Les syndicats du Mercosur craignent aussi que l’adoption de règles d’origine flexibles entraîne la délocalisation de la production dans des pays tiers où les droits du travail ne sont pas respectés. Ils dénoncent la déréglementation de services stratégiques, dont les services publics et le renforcement des droits de propriété intellectuelle, qui rendront plus longue, difficile et onéreuse la commercialisation de médicaments génériques. 

Mise sur le marché des génériques retardée

Ce n’est pas une crainte infondée, comme en a fait l’amère expérience un pays voisin, la Colombie. Il y a quelques années, le Secrétariat d’Etat à l’économie (Seco) a contesté l’intention de Bogota de commercialiser un générique du Glivec, un anti-cancéreux produit par Novartis, en raison des accords de libre-échange et d’investissement. Or, la Suisse dispose déjà d’accords de protection des investissements avec l’Argentine, le Paraguay et l’Uruguay – mais pas avec le Brésil, qui n’a signé ce genre d’accord avec aucun pays. La prolongation des droits de propriété intellectuelle au-delà du délai de 20 ans prévu par l’OMC faciliterait le dépôt de plaintes d’entreprises suisses contre ces pays.  

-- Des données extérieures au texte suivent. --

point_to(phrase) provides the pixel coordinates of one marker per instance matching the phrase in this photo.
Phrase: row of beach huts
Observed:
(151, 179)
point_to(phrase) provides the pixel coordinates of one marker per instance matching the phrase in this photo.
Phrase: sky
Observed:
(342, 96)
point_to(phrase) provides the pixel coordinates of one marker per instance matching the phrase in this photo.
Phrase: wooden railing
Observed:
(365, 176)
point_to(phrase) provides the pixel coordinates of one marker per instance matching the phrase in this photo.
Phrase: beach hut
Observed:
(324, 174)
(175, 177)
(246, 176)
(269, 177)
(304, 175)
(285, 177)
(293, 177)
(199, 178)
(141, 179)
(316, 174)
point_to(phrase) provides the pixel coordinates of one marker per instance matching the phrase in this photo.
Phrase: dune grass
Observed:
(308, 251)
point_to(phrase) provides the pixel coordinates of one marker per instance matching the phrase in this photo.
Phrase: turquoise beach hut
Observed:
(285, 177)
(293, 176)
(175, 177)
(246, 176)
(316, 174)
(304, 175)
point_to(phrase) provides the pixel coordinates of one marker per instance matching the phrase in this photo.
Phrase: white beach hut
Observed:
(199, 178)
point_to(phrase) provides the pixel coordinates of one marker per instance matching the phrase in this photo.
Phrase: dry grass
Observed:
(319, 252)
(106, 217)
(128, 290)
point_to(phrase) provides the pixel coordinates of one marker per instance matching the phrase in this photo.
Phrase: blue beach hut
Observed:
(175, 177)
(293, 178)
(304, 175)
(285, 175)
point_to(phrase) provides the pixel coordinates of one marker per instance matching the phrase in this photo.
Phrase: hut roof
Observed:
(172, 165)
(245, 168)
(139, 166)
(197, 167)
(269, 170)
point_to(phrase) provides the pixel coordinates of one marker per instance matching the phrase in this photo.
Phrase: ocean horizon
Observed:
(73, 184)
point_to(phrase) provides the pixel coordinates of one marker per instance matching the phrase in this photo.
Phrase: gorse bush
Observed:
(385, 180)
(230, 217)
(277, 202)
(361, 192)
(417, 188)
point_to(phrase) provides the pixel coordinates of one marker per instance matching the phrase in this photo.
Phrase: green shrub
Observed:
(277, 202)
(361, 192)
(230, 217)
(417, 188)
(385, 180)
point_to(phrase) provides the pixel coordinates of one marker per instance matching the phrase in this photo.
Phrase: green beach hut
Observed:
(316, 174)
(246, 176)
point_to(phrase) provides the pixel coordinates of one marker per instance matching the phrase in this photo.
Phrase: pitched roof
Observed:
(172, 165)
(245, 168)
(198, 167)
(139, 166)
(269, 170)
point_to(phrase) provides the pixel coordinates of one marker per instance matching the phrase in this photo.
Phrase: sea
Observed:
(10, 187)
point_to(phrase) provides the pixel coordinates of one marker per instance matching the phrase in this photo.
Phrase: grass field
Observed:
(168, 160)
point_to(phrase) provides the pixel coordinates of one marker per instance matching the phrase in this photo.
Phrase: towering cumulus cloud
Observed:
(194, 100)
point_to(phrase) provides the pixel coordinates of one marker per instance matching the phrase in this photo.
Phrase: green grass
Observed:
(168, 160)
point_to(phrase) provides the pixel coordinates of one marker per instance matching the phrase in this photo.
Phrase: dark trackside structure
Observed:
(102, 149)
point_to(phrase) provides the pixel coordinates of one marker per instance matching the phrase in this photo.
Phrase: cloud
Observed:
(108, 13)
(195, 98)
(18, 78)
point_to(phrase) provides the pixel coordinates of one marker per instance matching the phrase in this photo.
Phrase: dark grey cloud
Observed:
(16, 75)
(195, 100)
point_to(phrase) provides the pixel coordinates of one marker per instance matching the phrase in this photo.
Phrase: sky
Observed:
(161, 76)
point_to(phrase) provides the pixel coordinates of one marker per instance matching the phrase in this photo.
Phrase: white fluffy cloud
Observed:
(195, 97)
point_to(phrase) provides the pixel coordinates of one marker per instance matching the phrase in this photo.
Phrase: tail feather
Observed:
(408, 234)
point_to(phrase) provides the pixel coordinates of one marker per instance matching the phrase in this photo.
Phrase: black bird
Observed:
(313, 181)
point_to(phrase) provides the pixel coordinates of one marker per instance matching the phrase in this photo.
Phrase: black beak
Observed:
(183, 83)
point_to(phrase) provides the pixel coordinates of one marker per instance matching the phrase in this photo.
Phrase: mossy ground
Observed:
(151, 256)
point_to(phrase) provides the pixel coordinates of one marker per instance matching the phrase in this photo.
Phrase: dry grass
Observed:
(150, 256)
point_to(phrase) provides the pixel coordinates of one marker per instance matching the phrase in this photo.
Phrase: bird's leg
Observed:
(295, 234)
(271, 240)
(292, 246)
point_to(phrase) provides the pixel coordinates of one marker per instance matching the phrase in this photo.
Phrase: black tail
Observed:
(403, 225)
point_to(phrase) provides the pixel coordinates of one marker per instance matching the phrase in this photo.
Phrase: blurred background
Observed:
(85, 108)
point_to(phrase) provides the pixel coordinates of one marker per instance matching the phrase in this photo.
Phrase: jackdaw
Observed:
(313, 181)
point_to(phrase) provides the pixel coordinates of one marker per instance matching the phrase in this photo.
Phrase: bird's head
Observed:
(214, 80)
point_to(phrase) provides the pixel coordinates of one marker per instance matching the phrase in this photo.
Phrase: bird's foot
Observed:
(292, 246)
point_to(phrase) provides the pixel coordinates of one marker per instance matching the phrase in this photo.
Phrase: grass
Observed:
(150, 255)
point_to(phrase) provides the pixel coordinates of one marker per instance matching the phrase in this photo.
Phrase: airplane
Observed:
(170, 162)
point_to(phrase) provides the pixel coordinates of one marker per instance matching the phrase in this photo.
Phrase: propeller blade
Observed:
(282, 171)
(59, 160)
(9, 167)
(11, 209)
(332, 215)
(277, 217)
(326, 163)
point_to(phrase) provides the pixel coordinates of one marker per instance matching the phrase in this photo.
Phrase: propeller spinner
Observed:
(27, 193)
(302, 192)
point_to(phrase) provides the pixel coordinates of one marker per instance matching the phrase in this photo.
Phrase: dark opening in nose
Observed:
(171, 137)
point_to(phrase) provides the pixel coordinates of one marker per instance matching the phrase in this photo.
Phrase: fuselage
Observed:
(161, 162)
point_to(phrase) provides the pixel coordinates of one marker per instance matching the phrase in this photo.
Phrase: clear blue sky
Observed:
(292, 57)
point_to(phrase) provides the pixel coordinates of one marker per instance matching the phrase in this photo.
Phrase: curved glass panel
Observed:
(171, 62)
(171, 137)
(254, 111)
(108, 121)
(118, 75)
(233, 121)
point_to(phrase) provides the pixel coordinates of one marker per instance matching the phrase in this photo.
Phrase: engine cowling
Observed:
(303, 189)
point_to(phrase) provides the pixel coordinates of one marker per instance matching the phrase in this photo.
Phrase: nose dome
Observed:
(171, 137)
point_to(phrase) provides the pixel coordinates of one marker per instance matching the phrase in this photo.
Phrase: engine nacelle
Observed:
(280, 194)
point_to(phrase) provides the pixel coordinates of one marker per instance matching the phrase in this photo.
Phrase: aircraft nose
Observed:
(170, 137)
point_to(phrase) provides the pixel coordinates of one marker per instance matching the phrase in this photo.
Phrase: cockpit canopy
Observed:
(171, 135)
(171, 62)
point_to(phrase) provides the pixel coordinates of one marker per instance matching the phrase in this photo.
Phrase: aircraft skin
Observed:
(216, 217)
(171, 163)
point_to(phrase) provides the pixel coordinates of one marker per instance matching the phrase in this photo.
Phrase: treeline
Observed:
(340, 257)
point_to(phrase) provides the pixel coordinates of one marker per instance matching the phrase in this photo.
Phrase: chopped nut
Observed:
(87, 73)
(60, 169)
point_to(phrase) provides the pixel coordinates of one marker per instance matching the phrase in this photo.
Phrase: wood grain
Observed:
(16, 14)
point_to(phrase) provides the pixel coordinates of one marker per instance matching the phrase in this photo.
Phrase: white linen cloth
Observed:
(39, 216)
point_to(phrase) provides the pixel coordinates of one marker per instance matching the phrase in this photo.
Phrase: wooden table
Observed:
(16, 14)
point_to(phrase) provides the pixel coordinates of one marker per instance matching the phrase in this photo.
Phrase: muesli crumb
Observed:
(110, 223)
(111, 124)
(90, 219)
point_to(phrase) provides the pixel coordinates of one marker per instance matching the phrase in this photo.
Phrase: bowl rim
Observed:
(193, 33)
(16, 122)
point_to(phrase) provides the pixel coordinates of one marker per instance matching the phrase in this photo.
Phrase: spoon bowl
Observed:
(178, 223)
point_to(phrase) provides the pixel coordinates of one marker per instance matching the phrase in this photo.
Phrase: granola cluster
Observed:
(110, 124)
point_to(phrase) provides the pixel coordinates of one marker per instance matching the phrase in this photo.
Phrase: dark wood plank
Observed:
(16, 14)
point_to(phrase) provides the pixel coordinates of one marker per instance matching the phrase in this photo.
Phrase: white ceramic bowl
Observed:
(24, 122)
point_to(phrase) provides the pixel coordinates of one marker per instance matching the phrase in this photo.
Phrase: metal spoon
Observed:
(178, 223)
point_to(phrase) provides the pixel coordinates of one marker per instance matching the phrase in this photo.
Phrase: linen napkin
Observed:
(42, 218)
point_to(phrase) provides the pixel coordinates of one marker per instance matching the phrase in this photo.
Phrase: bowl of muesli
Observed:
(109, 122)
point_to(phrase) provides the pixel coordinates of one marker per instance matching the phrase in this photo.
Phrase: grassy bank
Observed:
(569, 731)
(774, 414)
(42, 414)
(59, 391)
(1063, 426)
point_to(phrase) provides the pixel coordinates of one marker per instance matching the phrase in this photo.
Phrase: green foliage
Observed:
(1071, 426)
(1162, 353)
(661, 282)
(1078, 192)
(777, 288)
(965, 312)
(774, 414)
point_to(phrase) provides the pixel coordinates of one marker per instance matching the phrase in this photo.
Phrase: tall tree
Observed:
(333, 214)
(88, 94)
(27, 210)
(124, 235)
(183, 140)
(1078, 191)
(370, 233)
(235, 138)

Les accords de libre-échange prévoient en outre l’adhésion à la Convention UPOV 91, qui rend beaucoup plus difficile l’échange et l’utilisation des semences par les paysans, entraînant une privatisation accrue des semences dans des pays où par ailleurs les OGM sont déjà largement implantés. 

Finalement, les entreprises européennes et suisses auraient accès aux appels d’offre des entreprises publiques du Mercosur. Celles-ci devront alors être gérées comme des entreprises commerciales et s’ouvrir à la concurrence étrangère, perdant leur fonction de réglementation étatique.

Comme le résume l’économiste argentin Claudio dalla Croce, les associations de producteurs, ONG, syndicats, associations patronales, académiciens, mouvements sociaux, politiciens et parlementaires ont empêché, pour l’instant, la signature d’un accord (avec l’UE) très défavorable au Mercosur. On verra qui, de l’AELE ou l’UE, réussira à conclure les négociations. Peut-être ni l’une ni l’autre.